Literature Review

Modeling Favors Immediate AED Treatment After an Unprovoked First Seizure

Factoring in quality of life, seizure risk, and side effects, a model prefers immediate over delayed treatment.


 

Immediate treatment of a first unprovoked seizure may be preferable to delayed treatment over a wide range of patients, including those who are at low risk of recurrent seizures, results of a decision analysis suggest.

Taking into account quality of life, seizure risk, and antiepileptic drug (AED) side effects, a model favored treatment of a patient with a single unprovoked seizure who did not meet the International League Against Epilepsy (ILAE) definition of epilepsy, investigators reported.

The model also favored treatment of patients who did meet ILAE criteria, namely, a 10-year recurrence risk greater than 60% in a patient with a single unprovoked seizure, according to the analysis, which was published in the October 9 issue of Neurology.

Together, these findings suggest that the current ILAE epilepsy definition is “too simplistic” for deciding whether to start or withhold AED treatment after a first unprovoked seizure, said M. Brandon Westover, MD, PhD, Associate Professor of Neurology at Massachusetts General Hospital in Boston, and his coauthors.

“A more precise and patient-personalized definition of epilepsy should encompass not only seizure recurrence probability but also a multitude of other risks and benefits associated with AED treatment,” they said.

Weighing Risks and Benefits

To determine which patients with a first unprovoked seizure might benefit from immediate AED treatment, Dr. Westover and his colleagues used a decision model with measures constructed from retrospective clinical trial data.

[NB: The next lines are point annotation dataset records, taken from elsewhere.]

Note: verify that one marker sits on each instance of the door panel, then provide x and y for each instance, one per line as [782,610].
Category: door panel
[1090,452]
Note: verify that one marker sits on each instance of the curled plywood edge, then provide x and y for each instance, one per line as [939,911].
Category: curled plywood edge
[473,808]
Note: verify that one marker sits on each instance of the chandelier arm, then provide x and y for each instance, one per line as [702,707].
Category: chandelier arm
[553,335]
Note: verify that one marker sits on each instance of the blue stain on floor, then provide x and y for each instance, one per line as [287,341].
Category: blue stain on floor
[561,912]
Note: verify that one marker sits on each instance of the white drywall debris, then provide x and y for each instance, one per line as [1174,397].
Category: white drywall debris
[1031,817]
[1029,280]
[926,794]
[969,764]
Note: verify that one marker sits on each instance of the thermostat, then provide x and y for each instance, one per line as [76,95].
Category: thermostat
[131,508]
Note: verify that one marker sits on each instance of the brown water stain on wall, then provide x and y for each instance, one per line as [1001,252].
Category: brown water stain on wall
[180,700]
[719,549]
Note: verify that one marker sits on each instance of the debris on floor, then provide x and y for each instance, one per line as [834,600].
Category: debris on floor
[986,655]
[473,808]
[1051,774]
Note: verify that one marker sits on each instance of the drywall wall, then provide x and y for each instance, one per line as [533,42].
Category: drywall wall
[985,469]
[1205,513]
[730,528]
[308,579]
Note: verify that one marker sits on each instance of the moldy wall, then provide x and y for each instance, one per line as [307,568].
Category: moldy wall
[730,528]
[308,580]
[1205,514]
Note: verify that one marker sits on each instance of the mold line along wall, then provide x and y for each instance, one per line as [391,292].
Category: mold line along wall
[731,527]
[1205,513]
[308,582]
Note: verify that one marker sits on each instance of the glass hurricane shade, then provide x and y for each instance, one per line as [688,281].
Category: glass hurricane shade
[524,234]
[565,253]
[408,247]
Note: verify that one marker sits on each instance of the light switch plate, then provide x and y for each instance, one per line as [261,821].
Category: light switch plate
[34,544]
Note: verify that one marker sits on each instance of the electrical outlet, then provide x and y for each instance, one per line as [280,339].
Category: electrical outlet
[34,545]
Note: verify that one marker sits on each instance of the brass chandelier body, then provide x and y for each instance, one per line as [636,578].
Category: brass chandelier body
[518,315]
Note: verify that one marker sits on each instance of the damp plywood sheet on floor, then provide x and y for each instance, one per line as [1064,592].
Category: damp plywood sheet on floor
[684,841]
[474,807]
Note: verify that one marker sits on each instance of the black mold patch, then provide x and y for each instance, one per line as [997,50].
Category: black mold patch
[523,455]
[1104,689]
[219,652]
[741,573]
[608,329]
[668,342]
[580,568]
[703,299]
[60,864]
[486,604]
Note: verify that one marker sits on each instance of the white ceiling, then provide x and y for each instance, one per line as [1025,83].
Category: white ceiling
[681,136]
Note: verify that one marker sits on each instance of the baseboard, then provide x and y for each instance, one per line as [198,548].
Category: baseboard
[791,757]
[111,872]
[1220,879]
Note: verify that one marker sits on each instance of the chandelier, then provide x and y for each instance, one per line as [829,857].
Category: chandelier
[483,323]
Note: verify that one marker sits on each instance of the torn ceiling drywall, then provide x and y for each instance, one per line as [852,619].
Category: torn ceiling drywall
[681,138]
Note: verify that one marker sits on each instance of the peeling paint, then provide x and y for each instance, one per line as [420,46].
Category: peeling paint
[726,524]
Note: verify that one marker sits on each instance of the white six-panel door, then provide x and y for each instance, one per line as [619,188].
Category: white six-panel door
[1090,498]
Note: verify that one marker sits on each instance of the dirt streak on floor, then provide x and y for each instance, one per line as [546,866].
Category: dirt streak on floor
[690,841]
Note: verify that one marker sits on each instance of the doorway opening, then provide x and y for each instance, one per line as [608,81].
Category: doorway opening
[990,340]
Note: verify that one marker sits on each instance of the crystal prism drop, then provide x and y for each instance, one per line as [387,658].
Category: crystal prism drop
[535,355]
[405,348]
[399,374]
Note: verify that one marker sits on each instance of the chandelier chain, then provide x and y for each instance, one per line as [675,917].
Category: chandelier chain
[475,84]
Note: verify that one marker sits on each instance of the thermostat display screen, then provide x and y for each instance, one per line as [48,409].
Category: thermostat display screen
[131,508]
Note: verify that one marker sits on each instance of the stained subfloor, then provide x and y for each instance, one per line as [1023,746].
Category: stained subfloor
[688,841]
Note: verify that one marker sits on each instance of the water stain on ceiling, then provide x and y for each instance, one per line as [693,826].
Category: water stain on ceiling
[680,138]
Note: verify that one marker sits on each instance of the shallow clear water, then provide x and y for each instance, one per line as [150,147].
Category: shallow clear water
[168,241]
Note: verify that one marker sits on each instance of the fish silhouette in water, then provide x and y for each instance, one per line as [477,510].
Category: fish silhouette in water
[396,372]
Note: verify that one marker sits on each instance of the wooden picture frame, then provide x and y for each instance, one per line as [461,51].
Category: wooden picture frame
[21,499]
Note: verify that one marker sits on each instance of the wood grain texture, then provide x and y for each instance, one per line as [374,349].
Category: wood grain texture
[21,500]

The goal of the simulation was to determine which treatment strategy—immediate or delayed AED treatment—would maximize the patient’s expected quality-adjusted life years (QALYs). Toward that end, Dr. Westover and his coinvestigators considered three base cases, which represented various degrees of seizure-recurrence risk.

The first case was a 30-year-old man with no risk factors for recurrent seizure other than having had a first seizure. In that case, immediate and deferred AED treatment resulted in 19.04 and 18.65 QALYs, respectively.

“In dollar values, using the conservative approximation of $50,000/QALY gained, this difference in treatment outcomes would amount to $19,500 gained per individual,” Dr. Westover and his coauthors wrote in their report.

The second case was a 30-year-old woman who presented with a first unprovoked seizure and had positive MRI results that establish a high risk of recurrence. As expected, because of the high recurrence risk, this scenario also favored immediate treatment, with 15.23 and 14.75 QALYs, respectively, for the immediate and deferred strategies.

The final case was a wheelchair-bound 60-year-old woman with a first unprovoked seizure and high risk of recurrence, but also a high risk of AED adverse effects and a smaller expected quality of life reduction from further seizures. In this scenario, in which treatment might be “intuitively discouraged” because of the AED side-effect risk, the cohort simulation favored deferred AED treatment by a small margin, the investigators said.

“A high baseline risk for recurrent seizures does not by itself always favor immediate AED treatment,” they said.

Findings May Shift Discussions About Therapy

The conclusion of this decision analysis by Dr. Westover and colleagues is “likely correct” that early treatment of a first unprovoked seizure could be favorable in a wide range of clinical scenarios, according to the authors of an accompanying editorial.